Sequential tool fan-out — planner always called three CRM tools even when the first returned enough context.
No streaming until final — users waited for the full chain before seeing text.
Queue wait excluded — P0 bursts added 4–9 s invisible delay.

Shipped fixes:

Edge gateway mints deadline tokens; queue wait debits budget on admit.
Tool planner receives remaining_ms and selects a minimal tool set; parallel fan-out when budget allows.
Soft cutoff at 6 s streams draft reply; hard cutoff at 8 s for P0.
Async P1 webhook path for runs that hit hard cutoff with continuation_token.
Dashboard rebuilt on end-to-end span; model-only chart retained as diagnostic, not SLA source of truth.

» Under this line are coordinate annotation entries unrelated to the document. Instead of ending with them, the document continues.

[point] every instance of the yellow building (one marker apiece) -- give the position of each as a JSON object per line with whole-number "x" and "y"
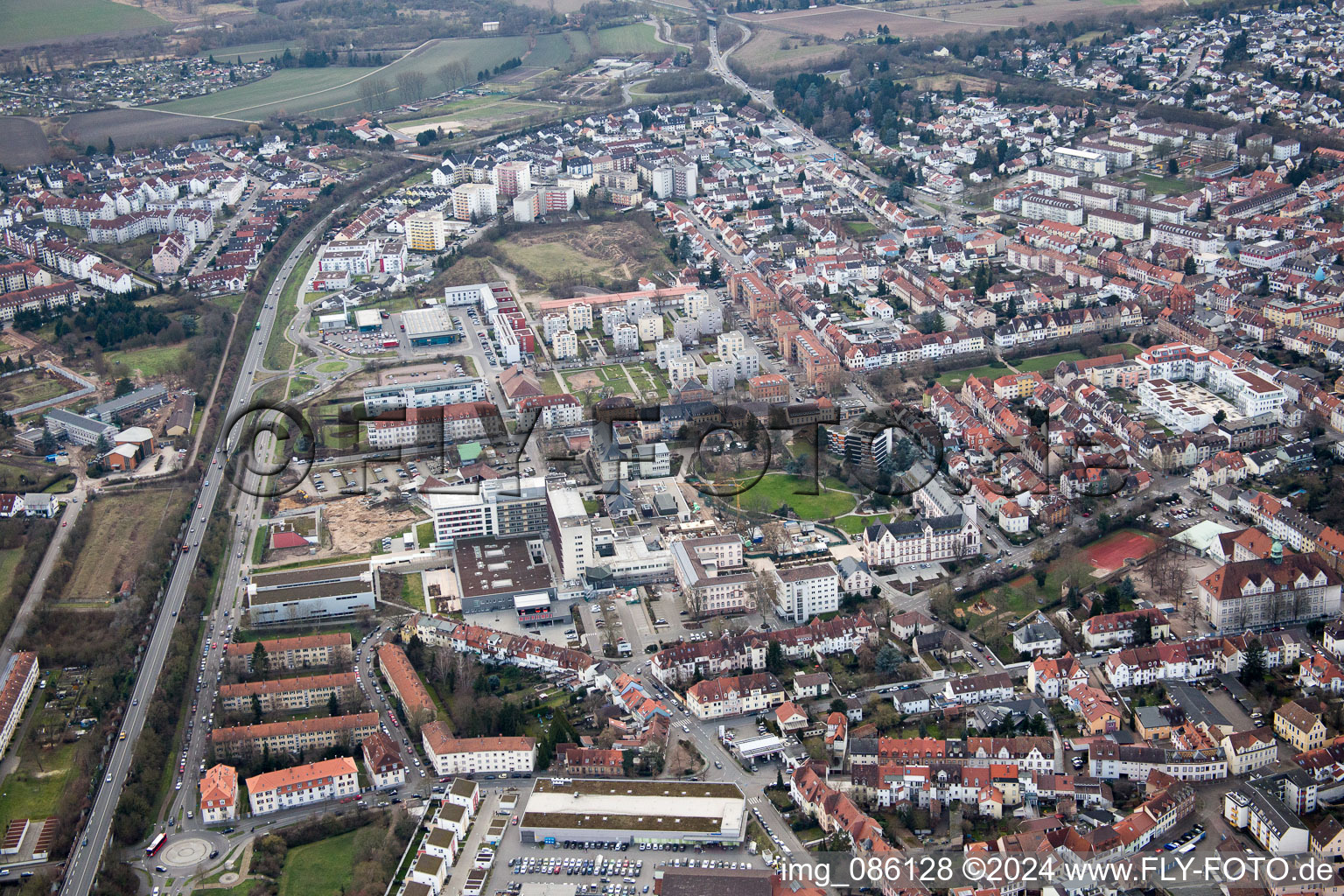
{"x": 1300, "y": 727}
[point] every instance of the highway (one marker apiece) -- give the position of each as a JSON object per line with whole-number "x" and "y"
{"x": 84, "y": 864}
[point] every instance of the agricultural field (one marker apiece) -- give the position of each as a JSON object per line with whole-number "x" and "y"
{"x": 336, "y": 90}
{"x": 22, "y": 143}
{"x": 252, "y": 52}
{"x": 922, "y": 20}
{"x": 133, "y": 128}
{"x": 596, "y": 253}
{"x": 620, "y": 40}
{"x": 122, "y": 528}
{"x": 476, "y": 115}
{"x": 37, "y": 20}
{"x": 772, "y": 52}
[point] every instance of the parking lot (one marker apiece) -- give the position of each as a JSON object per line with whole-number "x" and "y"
{"x": 354, "y": 341}
{"x": 602, "y": 866}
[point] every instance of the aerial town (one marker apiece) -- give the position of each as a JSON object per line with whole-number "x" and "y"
{"x": 456, "y": 452}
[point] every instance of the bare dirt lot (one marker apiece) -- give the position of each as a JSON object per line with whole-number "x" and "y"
{"x": 354, "y": 526}
{"x": 22, "y": 143}
{"x": 930, "y": 19}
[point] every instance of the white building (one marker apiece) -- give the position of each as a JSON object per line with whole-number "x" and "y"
{"x": 303, "y": 785}
{"x": 802, "y": 592}
{"x": 476, "y": 755}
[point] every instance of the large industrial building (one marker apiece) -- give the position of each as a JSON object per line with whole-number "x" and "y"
{"x": 313, "y": 592}
{"x": 430, "y": 326}
{"x": 649, "y": 812}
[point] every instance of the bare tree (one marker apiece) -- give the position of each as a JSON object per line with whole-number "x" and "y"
{"x": 411, "y": 85}
{"x": 373, "y": 93}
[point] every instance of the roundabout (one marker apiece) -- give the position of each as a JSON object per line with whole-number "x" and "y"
{"x": 186, "y": 852}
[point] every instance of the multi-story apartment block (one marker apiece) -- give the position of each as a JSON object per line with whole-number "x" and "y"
{"x": 306, "y": 652}
{"x": 476, "y": 755}
{"x": 802, "y": 592}
{"x": 288, "y": 695}
{"x": 220, "y": 794}
{"x": 303, "y": 785}
{"x": 734, "y": 696}
{"x": 293, "y": 738}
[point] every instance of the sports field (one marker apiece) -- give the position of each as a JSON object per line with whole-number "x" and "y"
{"x": 336, "y": 89}
{"x": 1110, "y": 552}
{"x": 32, "y": 20}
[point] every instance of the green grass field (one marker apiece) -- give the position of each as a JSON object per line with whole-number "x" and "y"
{"x": 335, "y": 90}
{"x": 252, "y": 52}
{"x": 776, "y": 489}
{"x": 32, "y": 20}
{"x": 152, "y": 361}
{"x": 953, "y": 381}
{"x": 620, "y": 40}
{"x": 1166, "y": 185}
{"x": 1046, "y": 363}
{"x": 32, "y": 790}
{"x": 318, "y": 870}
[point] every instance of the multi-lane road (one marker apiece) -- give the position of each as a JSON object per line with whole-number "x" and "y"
{"x": 88, "y": 850}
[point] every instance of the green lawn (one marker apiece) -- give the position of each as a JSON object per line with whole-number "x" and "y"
{"x": 318, "y": 870}
{"x": 953, "y": 381}
{"x": 622, "y": 39}
{"x": 1164, "y": 185}
{"x": 152, "y": 361}
{"x": 1046, "y": 363}
{"x": 32, "y": 790}
{"x": 336, "y": 90}
{"x": 776, "y": 489}
{"x": 252, "y": 52}
{"x": 32, "y": 20}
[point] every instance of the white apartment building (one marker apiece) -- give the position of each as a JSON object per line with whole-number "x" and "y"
{"x": 666, "y": 351}
{"x": 573, "y": 532}
{"x": 626, "y": 338}
{"x": 651, "y": 328}
{"x": 19, "y": 679}
{"x": 802, "y": 592}
{"x": 476, "y": 755}
{"x": 564, "y": 346}
{"x": 303, "y": 785}
{"x": 581, "y": 316}
{"x": 512, "y": 178}
{"x": 476, "y": 200}
{"x": 426, "y": 231}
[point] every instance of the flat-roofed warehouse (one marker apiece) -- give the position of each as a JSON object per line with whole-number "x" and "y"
{"x": 430, "y": 326}
{"x": 651, "y": 812}
{"x": 312, "y": 592}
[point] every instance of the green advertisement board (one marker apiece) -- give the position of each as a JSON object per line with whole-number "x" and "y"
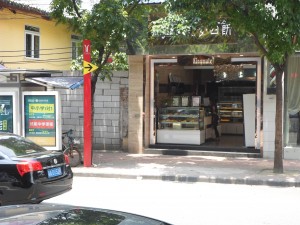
{"x": 6, "y": 113}
{"x": 40, "y": 119}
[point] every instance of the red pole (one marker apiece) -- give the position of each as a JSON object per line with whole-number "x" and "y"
{"x": 87, "y": 159}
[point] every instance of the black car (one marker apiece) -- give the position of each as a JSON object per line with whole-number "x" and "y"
{"x": 64, "y": 214}
{"x": 29, "y": 173}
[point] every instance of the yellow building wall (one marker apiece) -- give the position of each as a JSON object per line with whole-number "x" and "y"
{"x": 55, "y": 42}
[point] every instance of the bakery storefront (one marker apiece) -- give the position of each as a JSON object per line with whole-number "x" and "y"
{"x": 184, "y": 89}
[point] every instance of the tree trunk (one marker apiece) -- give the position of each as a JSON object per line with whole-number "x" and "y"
{"x": 278, "y": 155}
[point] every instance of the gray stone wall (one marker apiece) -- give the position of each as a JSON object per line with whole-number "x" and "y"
{"x": 108, "y": 110}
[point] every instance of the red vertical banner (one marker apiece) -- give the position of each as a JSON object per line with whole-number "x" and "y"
{"x": 87, "y": 159}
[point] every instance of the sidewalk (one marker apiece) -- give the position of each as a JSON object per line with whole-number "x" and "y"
{"x": 230, "y": 170}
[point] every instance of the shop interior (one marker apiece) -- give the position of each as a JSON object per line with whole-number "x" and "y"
{"x": 186, "y": 92}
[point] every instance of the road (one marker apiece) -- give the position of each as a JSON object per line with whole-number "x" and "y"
{"x": 188, "y": 203}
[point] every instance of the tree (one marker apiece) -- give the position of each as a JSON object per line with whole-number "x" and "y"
{"x": 112, "y": 26}
{"x": 273, "y": 25}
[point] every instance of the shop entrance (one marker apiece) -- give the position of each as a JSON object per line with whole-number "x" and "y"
{"x": 186, "y": 92}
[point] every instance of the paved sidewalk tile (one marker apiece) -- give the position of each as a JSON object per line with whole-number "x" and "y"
{"x": 250, "y": 171}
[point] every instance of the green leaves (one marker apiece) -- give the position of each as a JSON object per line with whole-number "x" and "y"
{"x": 273, "y": 24}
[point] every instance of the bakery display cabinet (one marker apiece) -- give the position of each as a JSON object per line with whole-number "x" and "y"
{"x": 231, "y": 117}
{"x": 181, "y": 125}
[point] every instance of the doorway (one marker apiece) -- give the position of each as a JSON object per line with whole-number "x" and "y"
{"x": 177, "y": 87}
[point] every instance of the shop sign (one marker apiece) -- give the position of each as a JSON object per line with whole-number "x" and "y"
{"x": 9, "y": 78}
{"x": 40, "y": 119}
{"x": 6, "y": 113}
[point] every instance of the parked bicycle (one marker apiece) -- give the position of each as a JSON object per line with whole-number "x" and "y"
{"x": 70, "y": 148}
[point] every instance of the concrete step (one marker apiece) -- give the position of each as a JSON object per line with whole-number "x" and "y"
{"x": 186, "y": 152}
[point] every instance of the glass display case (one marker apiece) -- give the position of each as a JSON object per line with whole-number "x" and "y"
{"x": 181, "y": 125}
{"x": 231, "y": 116}
{"x": 184, "y": 118}
{"x": 230, "y": 112}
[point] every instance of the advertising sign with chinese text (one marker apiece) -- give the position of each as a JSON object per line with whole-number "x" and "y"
{"x": 6, "y": 113}
{"x": 9, "y": 110}
{"x": 40, "y": 118}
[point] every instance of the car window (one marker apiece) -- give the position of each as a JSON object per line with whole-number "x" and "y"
{"x": 18, "y": 146}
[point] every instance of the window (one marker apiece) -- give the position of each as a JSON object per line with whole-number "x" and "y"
{"x": 292, "y": 101}
{"x": 76, "y": 46}
{"x": 32, "y": 41}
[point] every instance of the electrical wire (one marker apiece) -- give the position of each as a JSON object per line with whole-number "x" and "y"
{"x": 42, "y": 49}
{"x": 56, "y": 53}
{"x": 38, "y": 61}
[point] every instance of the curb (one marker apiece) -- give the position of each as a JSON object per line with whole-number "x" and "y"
{"x": 193, "y": 179}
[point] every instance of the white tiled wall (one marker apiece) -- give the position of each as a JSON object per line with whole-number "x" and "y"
{"x": 269, "y": 125}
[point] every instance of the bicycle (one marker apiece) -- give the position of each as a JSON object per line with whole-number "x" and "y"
{"x": 70, "y": 148}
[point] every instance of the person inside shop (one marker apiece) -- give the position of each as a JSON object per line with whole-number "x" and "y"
{"x": 215, "y": 122}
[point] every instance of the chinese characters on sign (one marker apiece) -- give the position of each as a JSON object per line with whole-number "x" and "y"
{"x": 40, "y": 119}
{"x": 6, "y": 113}
{"x": 223, "y": 28}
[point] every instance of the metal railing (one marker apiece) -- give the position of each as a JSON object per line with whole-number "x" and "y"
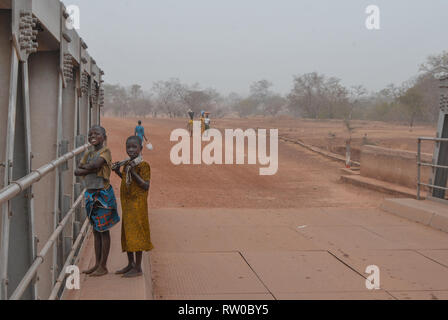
{"x": 17, "y": 187}
{"x": 421, "y": 164}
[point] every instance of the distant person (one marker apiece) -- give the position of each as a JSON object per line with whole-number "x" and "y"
{"x": 135, "y": 183}
{"x": 100, "y": 202}
{"x": 190, "y": 122}
{"x": 140, "y": 131}
{"x": 206, "y": 123}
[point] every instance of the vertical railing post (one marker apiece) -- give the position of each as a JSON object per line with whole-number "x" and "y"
{"x": 6, "y": 217}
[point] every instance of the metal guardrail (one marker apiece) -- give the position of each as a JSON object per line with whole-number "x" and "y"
{"x": 26, "y": 280}
{"x": 17, "y": 187}
{"x": 425, "y": 164}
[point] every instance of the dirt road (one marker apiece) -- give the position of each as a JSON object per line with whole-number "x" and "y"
{"x": 225, "y": 232}
{"x": 304, "y": 179}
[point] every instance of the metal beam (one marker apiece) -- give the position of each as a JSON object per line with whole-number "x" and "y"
{"x": 6, "y": 215}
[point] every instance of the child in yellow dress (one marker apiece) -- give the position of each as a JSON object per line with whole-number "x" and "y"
{"x": 135, "y": 182}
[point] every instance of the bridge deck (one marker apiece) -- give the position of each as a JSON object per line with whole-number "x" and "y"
{"x": 316, "y": 253}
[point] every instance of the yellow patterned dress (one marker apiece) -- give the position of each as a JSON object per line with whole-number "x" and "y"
{"x": 135, "y": 235}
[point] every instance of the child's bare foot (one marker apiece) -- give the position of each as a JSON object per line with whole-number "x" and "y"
{"x": 125, "y": 269}
{"x": 134, "y": 272}
{"x": 99, "y": 272}
{"x": 91, "y": 270}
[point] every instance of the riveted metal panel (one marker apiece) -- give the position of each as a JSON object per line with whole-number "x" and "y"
{"x": 5, "y": 65}
{"x": 44, "y": 75}
{"x": 48, "y": 12}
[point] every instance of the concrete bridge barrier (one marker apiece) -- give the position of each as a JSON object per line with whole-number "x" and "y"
{"x": 395, "y": 166}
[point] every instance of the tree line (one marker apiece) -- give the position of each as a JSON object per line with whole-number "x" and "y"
{"x": 313, "y": 95}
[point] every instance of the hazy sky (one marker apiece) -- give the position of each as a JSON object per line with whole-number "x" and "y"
{"x": 228, "y": 44}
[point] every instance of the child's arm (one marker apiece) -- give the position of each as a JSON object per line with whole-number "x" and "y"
{"x": 141, "y": 183}
{"x": 118, "y": 173}
{"x": 86, "y": 169}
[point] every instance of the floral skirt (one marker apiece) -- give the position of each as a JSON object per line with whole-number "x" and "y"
{"x": 101, "y": 207}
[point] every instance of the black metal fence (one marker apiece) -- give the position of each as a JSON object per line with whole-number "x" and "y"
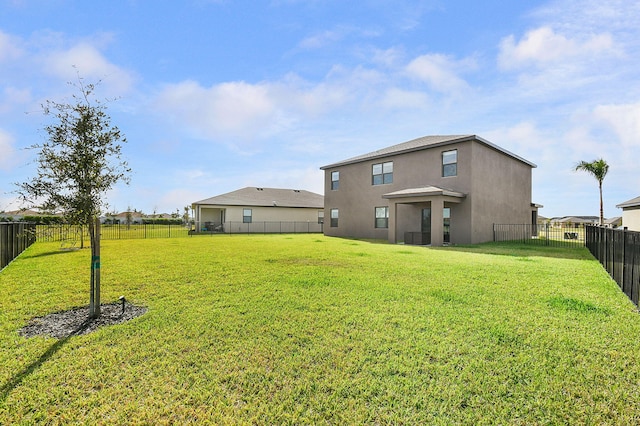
{"x": 72, "y": 235}
{"x": 562, "y": 236}
{"x": 15, "y": 237}
{"x": 619, "y": 252}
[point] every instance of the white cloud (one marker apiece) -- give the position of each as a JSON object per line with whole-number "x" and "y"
{"x": 395, "y": 98}
{"x": 234, "y": 109}
{"x": 440, "y": 72}
{"x": 544, "y": 46}
{"x": 322, "y": 39}
{"x": 9, "y": 47}
{"x": 241, "y": 112}
{"x": 624, "y": 121}
{"x": 8, "y": 157}
{"x": 86, "y": 60}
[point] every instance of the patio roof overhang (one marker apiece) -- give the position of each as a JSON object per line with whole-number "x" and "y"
{"x": 424, "y": 193}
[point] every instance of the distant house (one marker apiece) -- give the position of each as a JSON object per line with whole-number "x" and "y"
{"x": 574, "y": 221}
{"x": 124, "y": 218}
{"x": 613, "y": 222}
{"x": 631, "y": 214}
{"x": 255, "y": 209}
{"x": 430, "y": 190}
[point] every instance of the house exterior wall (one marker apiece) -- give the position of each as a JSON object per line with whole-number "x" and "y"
{"x": 500, "y": 192}
{"x": 233, "y": 214}
{"x": 497, "y": 188}
{"x": 631, "y": 218}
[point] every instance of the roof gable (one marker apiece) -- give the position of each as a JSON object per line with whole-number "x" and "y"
{"x": 267, "y": 197}
{"x": 419, "y": 144}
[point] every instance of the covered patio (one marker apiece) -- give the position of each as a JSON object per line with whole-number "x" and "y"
{"x": 422, "y": 215}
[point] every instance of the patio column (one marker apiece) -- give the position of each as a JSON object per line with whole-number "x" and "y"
{"x": 437, "y": 221}
{"x": 393, "y": 213}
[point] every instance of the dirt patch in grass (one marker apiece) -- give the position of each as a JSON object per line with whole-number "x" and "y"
{"x": 76, "y": 321}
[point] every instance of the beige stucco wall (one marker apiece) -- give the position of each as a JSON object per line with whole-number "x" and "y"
{"x": 498, "y": 190}
{"x": 631, "y": 218}
{"x": 259, "y": 214}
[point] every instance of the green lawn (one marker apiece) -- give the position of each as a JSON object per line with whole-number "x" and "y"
{"x": 305, "y": 329}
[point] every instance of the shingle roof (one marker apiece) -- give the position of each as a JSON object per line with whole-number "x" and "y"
{"x": 267, "y": 197}
{"x": 634, "y": 202}
{"x": 424, "y": 142}
{"x": 424, "y": 191}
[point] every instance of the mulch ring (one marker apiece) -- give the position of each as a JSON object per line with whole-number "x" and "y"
{"x": 76, "y": 321}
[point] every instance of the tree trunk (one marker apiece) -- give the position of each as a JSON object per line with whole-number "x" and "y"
{"x": 94, "y": 294}
{"x": 601, "y": 207}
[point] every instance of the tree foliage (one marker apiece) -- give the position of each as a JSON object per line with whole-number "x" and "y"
{"x": 80, "y": 161}
{"x": 598, "y": 169}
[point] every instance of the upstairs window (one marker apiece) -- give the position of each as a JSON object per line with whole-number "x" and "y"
{"x": 246, "y": 216}
{"x": 450, "y": 163}
{"x": 334, "y": 218}
{"x": 335, "y": 180}
{"x": 382, "y": 173}
{"x": 382, "y": 217}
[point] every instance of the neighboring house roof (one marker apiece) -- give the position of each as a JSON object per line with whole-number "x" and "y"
{"x": 422, "y": 143}
{"x": 634, "y": 202}
{"x": 267, "y": 197}
{"x": 613, "y": 221}
{"x": 24, "y": 212}
{"x": 123, "y": 215}
{"x": 576, "y": 219}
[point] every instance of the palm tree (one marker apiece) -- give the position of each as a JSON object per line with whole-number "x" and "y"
{"x": 598, "y": 169}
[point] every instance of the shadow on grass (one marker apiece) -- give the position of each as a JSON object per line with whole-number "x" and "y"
{"x": 517, "y": 249}
{"x": 15, "y": 381}
{"x": 51, "y": 253}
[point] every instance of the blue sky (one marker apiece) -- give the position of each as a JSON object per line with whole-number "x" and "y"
{"x": 214, "y": 95}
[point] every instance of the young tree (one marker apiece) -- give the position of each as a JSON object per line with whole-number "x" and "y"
{"x": 598, "y": 169}
{"x": 77, "y": 164}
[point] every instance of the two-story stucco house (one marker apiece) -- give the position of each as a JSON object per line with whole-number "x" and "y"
{"x": 631, "y": 214}
{"x": 430, "y": 190}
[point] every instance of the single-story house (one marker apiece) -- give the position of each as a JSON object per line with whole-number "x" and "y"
{"x": 631, "y": 214}
{"x": 430, "y": 190}
{"x": 255, "y": 209}
{"x": 574, "y": 221}
{"x": 124, "y": 218}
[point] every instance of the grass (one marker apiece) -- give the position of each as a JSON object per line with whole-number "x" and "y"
{"x": 305, "y": 329}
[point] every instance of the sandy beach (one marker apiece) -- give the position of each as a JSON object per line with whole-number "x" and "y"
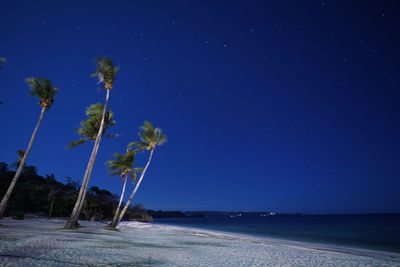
{"x": 37, "y": 242}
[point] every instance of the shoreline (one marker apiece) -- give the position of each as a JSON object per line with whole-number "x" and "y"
{"x": 37, "y": 242}
{"x": 284, "y": 242}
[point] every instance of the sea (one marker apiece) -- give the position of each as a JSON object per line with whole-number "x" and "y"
{"x": 366, "y": 231}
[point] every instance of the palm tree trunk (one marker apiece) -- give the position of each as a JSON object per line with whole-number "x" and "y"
{"x": 51, "y": 207}
{"x": 120, "y": 201}
{"x": 134, "y": 191}
{"x": 4, "y": 202}
{"x": 85, "y": 182}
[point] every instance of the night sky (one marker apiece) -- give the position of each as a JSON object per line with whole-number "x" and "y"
{"x": 287, "y": 106}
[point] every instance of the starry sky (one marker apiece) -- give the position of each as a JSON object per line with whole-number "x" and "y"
{"x": 287, "y": 106}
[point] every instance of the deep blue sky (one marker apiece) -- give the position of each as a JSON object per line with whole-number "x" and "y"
{"x": 289, "y": 106}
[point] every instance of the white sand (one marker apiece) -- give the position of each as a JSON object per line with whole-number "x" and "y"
{"x": 37, "y": 242}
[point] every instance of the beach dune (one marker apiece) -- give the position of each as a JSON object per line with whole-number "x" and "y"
{"x": 38, "y": 242}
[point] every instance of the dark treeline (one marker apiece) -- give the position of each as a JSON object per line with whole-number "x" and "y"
{"x": 45, "y": 196}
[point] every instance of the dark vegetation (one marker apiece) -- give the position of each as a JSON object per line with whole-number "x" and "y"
{"x": 45, "y": 196}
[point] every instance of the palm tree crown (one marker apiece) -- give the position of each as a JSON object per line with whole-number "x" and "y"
{"x": 122, "y": 165}
{"x": 90, "y": 127}
{"x": 106, "y": 72}
{"x": 43, "y": 89}
{"x": 150, "y": 138}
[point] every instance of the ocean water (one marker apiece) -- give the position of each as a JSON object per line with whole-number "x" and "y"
{"x": 377, "y": 232}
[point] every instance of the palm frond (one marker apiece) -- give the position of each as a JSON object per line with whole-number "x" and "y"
{"x": 106, "y": 71}
{"x": 77, "y": 143}
{"x": 43, "y": 89}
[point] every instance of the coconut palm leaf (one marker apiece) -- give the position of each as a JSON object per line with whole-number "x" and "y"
{"x": 91, "y": 126}
{"x": 106, "y": 72}
{"x": 43, "y": 89}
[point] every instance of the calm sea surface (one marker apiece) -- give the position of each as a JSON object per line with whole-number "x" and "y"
{"x": 378, "y": 232}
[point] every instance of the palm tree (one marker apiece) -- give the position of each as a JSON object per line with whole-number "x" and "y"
{"x": 2, "y": 61}
{"x": 150, "y": 139}
{"x": 20, "y": 153}
{"x": 122, "y": 166}
{"x": 90, "y": 127}
{"x": 88, "y": 131}
{"x": 43, "y": 89}
{"x": 106, "y": 73}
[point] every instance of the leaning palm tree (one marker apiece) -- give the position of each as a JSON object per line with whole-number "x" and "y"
{"x": 106, "y": 72}
{"x": 150, "y": 139}
{"x": 43, "y": 89}
{"x": 20, "y": 153}
{"x": 89, "y": 129}
{"x": 2, "y": 61}
{"x": 122, "y": 166}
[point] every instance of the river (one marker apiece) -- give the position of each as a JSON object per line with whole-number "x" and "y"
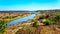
{"x": 20, "y": 20}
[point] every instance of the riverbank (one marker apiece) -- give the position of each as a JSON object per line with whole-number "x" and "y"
{"x": 36, "y": 25}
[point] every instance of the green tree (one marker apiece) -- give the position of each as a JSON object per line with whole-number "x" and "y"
{"x": 3, "y": 25}
{"x": 47, "y": 22}
{"x": 35, "y": 22}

Customer-measured p95 latency dropped from 34 s to 7.2 s. SLA miss rate fell from 51% to 6.4%. Partial streaming cut perceived wait by 40% even on runs that eventually used the full budget.

Technique decision table

Approach	Best for	Weak when
Per-call timeout only	Single-step chat, no tools	Multi-tool or multi-agent chains
Priority queue admission	Protecting P0 from batch floods	Runs start on time but exceed end budget
End-to-end deadline token	Contractual latency SLAs, tool-heavy agents	Offline jobs with no user wait
Soft cutoff + partial stream	Interactive UX under tight budgets	Regulated outputs requiring full verification
Async continuation webhook	P1 workflows that sometimes need depth	Users expect fully synchronous chat
Smaller model on degradation	Latency recovery without cancel	Quality floor is non-negotiable

Common pitfalls

SLA measured on model only — tools and queue wait hidden; false green dashboards.
Sum of per-step timeouts > SLA — each step passes locally while the user waits 30+ seconds.
No synthesis reserve — tools consume 100% budget; orchestrator has zero ms to draft.
Hard kill without cancel propagation — orphaned writes and duplicate retries.
Same budget for all tenants — enterprise SLA on free-tier clock.
Degradation ladders not in CI — prompt deploy re-enables expensive tools silently.
Ignoring client RTT — mobile regions need edge streaming earlier than datacenter lab tests suggest.

Production checklist

Define SLO profiles with total budget, queue-wait policy, and reserves.
Mint deadline tokens at ingress; propagate to every tool and subagent.
Set each step timeout to min(default, remaining - reserve).
Implement soft and hard cutoffs with streaming partial results.
Log degradation step and remaining budget on every run completion.
Measure SLA on end-to-end user-visible latency, not model latency alone.
Align profiles with tenant plan tiers and signed API metadata.
Pair hard cutoff with cooperative cancellation and idempotent tools.
Offer async continuation for profiles that allow webhook completion.
Alert when p95 remaining budget at tool start < 20% for P0.
Load-test chained tools under P0 budget, not isolated model calls.

Key takeaways

SLA enforcement is an end-to-end wall-clock contract, not a per-model timeout.
Deadline tokens propagate remaining budget across tools, retrieval, and subagents.
Soft cutoffs improve perceived latency; hard cutoffs prevent hung clients.
Admission control and rate limits do not replace deadline enforcement.
Harbor Desk cut SLA misses from 51% to 6.4% by measuring and enforcing the full trajectory.